It only take a little common sense to be a knowledgeable traveler. I wouldn’t take every bite of information to the extreme, just be aware of your surroundings, and where you travel.”

Dave says:

“For “normal” travel, like the recent European warning “No” but when I do start thinking to odder places (like a trip to Mali), I’ll check with the British Foreign Office. I think the US’s is way too politically motivated.”

Dave says:

“Dina you’re right on the money.”

Do you agree of disagree? Leave your thoughts as a comment below…

4 thoughts on “Should You Listen to Government Travel Warnings?

  1. Roger Frommelt

    I agree with Jeremy Powers. I went the China during the so called SARS outbreak. I thought it would be a good time to go, given the odds of contacting anything and the unwarranted hysteria. I was right. I came back healthier than ever. I still pay attention to warnings, but use my own judgement as to whether they are credible.

  2. Pat Milligan

    The warnings were little too late on my very recent trip to Egypt and Jordan.
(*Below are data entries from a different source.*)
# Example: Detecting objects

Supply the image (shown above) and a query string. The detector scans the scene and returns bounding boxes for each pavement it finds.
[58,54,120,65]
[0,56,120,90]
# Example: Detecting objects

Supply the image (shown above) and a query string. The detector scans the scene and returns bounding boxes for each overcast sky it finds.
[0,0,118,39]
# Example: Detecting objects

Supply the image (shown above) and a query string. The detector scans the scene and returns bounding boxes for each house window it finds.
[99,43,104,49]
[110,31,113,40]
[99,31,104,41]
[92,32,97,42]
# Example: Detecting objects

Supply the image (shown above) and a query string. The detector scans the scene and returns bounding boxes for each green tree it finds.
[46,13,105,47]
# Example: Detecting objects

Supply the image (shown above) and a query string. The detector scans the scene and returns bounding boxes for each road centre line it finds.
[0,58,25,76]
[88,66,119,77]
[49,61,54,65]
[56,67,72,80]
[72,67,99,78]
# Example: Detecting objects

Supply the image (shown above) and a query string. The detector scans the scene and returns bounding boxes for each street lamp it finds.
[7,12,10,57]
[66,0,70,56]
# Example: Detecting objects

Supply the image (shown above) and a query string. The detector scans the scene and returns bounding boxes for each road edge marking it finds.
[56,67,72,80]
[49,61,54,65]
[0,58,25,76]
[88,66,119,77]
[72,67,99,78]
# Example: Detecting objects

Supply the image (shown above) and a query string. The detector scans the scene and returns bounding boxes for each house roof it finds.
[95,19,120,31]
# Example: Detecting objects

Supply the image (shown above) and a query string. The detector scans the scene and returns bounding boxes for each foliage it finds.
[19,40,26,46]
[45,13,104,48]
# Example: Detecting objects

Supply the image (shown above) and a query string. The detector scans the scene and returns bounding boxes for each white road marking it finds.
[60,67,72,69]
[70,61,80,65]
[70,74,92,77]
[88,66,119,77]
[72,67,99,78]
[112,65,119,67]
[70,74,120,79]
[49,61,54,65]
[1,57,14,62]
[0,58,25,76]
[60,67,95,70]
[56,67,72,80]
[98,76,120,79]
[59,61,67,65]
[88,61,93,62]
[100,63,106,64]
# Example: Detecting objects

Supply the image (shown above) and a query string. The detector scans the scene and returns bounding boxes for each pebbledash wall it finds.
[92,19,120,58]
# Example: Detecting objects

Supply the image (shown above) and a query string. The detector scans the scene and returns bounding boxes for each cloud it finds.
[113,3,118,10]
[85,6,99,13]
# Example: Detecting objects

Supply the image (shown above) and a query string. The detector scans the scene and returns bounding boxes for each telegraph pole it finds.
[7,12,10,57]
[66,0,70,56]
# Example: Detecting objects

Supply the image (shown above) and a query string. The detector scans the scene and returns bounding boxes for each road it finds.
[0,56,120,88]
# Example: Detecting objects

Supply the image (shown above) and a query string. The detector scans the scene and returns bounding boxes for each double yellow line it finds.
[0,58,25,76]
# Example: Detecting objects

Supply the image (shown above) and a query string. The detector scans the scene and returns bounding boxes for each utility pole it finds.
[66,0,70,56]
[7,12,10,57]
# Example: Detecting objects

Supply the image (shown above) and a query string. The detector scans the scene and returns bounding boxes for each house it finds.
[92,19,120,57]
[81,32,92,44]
I was in Egypt for the initial three days of the government meltdown, when my tour of Egypt ended on schedule. The warnings in that case were very appropriate, but a little late.

  3. Lynn N.

    I read them, then I put my shoes and coat ON, gather all my travel supplies, including nail clippers, a bottle of water, knitting needles, sharp knife, scissors, snow globe, hair spray, a thermos, some food and snacks, and a pillow and blanket. I load all my supplies into my camper, and drive off into the sunset, with lots of elbow and leg room. 🙂

  4. Jon Deniro

    Government travel warnings are nothing more than propaganda created to keep our citizens living in constant fear of non-existent bogeymen. This fear is then used to try to justify the blatant violations of our Constitutional rights. By definition, this is terrorism.